Два рассказа, опубликованные в сборнике «Пир», можно считать первыми текстами Сорокина, во многом построенными на развитии азиатских мотивов. Оба рассказа переносят читателя в будущее. «Ю» начинается с описания ужина в японских банях Бухареста будущего, где три известных шеф-повара собрались для важного дела – зачатия очередного представителя их профессии, будущего кулинарного светила.

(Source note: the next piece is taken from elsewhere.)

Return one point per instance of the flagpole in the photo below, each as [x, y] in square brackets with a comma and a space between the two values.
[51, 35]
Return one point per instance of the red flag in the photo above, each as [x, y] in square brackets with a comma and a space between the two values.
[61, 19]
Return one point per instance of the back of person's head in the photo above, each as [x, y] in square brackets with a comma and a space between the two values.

Из их разговора читатель узнает о «Великом бескровном переделе мира», поменявшем политическую карту и создавшем такие государства, как Восточная и Западная Евразия, Океания и Африка, что, в свою очередь, привело к ускоренной глобализации, этническому смешению (например, появляется этнос «евро-китайцев») и фантастически упрощенному и ускоренному перемещению на большие расстояния. В вымышленном мире «Ю» «божественный мир еды» возводится в абсолют, закрепляя таким образом особый социальный статус поваров. Показательны названия кулинарных шедевров героя рассказа: «Цунами в Хоккайдо», «Харакири слепого самурая», «Пьяный Ли Бо», «Любовь Тао-Юан-Мина», «Гуси над Хуан Хэ», свидетельствующие об увлечении Азией, названия же других блюд косвенно отражают печальную историю стран Запада после передела мира: «Атомный гриб над Лондоном», «Печальный американец»[569]

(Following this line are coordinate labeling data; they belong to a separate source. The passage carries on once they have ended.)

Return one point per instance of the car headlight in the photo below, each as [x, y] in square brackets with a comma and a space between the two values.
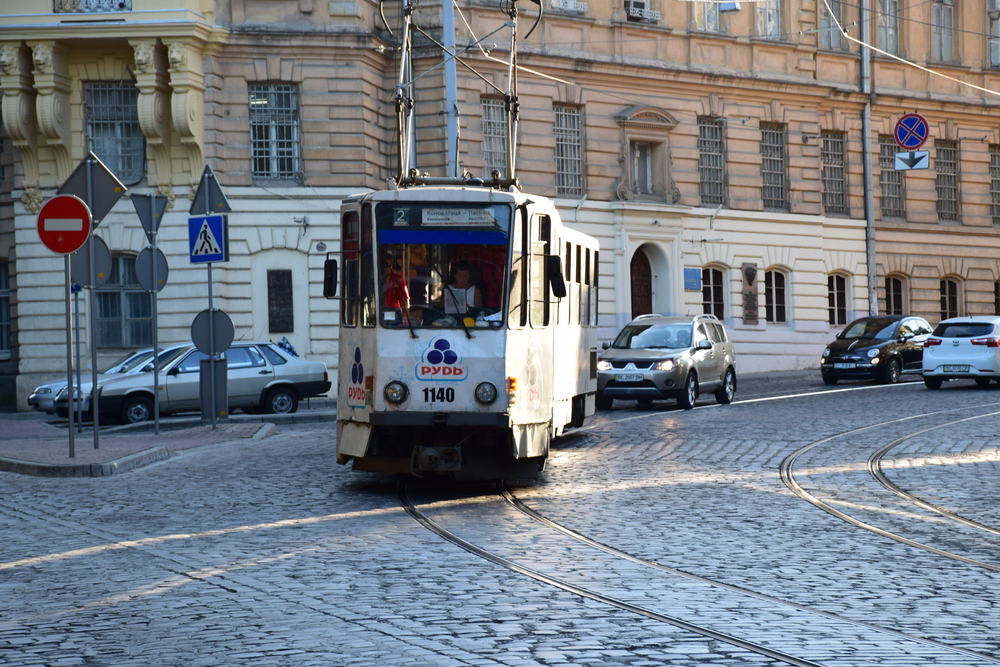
[486, 392]
[395, 392]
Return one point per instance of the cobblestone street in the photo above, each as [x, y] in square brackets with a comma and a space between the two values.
[712, 533]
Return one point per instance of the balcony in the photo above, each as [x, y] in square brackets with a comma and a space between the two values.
[90, 6]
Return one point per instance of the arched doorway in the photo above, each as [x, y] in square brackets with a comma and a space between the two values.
[642, 284]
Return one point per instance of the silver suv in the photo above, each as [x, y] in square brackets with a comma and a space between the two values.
[656, 357]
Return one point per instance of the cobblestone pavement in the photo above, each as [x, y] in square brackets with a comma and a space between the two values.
[268, 552]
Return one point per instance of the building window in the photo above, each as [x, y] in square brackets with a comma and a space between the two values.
[995, 183]
[274, 132]
[836, 299]
[946, 181]
[773, 165]
[713, 293]
[888, 26]
[494, 136]
[642, 167]
[890, 181]
[893, 295]
[569, 150]
[774, 296]
[949, 298]
[830, 36]
[113, 130]
[124, 309]
[280, 315]
[769, 19]
[834, 173]
[711, 158]
[5, 325]
[943, 31]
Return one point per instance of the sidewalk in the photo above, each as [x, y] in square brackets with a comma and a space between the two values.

.Трапеза начинается со сцены, в которой еду подают на обнаженном теле клона юной японки. Недовольные наличием клонированного мяса в одном из блюд, разъяренные повара, участвующие в трапезе, протыкают палочкой глаз девушки и выливают на нее кипящий суп, что в конце концов приводит к ее смерти. Эта брутальная сцена описана таким беззаботным тоном, что создается впечатление, будто автор провоцирует читателя на антиориенталистское и одновременно феминистское прочтение рассказа. Эдвард Саид дал определение ориентализму как «западному стилю доминирования, реструктурирования и получения власти над Востоком/Ориентом»[570]

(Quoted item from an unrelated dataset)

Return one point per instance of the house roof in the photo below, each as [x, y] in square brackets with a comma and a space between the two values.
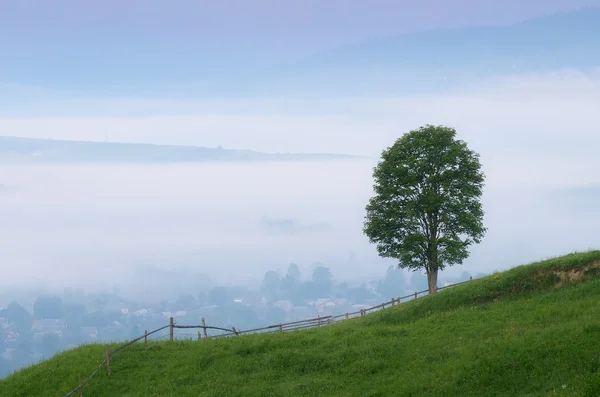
[49, 323]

. Он же определил набор мифов, клише и предрассудков, характеризующих репрезентацию Востока в западном дискурсе. Одним из наиболее популярных клише является чувственность в преимущественно телесном изображении восточных женщин. Рассказ Сорокина пародирует ориенталистские репрезентации, критикуемые Саидом: тело азиатской женщины сначала представлено как средство гастрономически-эстетического удовольствия, а потом и вовсе становится предметом прямого проявления власти через уничтожение ее объекта. Однако в этом рассказе нет жесткой дихотомии мужской силы Запада, противопоставленной женственной чувственности и беспомощности Востока. Участники трапезы, принадлежащие глобализованному миру будущего, представляют собой не только разные этничности, но и различные половые характеристики: так, один из поваров – гермафродит. После ужина участники разговора отправляются домой к одному из поваров, где все трое зачинают главного героя – Ю, который позже становится высокопоставленным шеф-поваром.Способность этих мужчин к воспроизводству без участия женщин, как и то, что они уничтожают телесное воплощение женственности, – по-видимому, свидетельствует о том, что Сорокин иронизирует над феминизмом как одним из наиболее характерных теоретических подходов эпохи постмодерна. Сорокин не столько участвует в ориенталистском или феминистском дискурсе, сколько доводит тропы этих дискурсов до гротескных гипербол. Таким образом, текст становится пародией самого себя.
В «Concretных» потребление пищи тоже играет немаловажную роль. Беззаботная молодежь футурологической Москвы отправляется в литературно-гастрономические путешествия, заказывая «litera trip»-ы и попадая таким образом в вымышленные миры литературных произведений. Оснащенные челюстями акул, клешнями крабов и страусиными ногами, герои рассказа поедают персонажей романов, в которые их временно переносит сознание. И в «Concretных», и в «Ю» научно-фантастические технологии (клонирование, имплантаты различных частей тела, телепортация) сочетаются с гротескной жестокостью. В одной сцене в «Concretных» тройка молодых людей, оснащенных имплантированными частями тела, телепортируется в «Войну и мир». Они поедают Наташу Ростову, оставляя лишь оболочку от ее тела, которая в итоге повисает на дереве перед семейным поместьем. Обыгрывание канонического текста XIX века в сочетании с гротескными деталями насилия наводит на параллели с ранними текстами Сорокина, такими как роман «Роман» (1989). Здесь тоже наблюдается пародийное столкновение ориентализма и феминизма: Наташа, литературная героиня XIX века, не просто подвергается насилию, а полностью лишается права на существование, так как ее тело съедает китаизированная молодежь футурологической Москвы.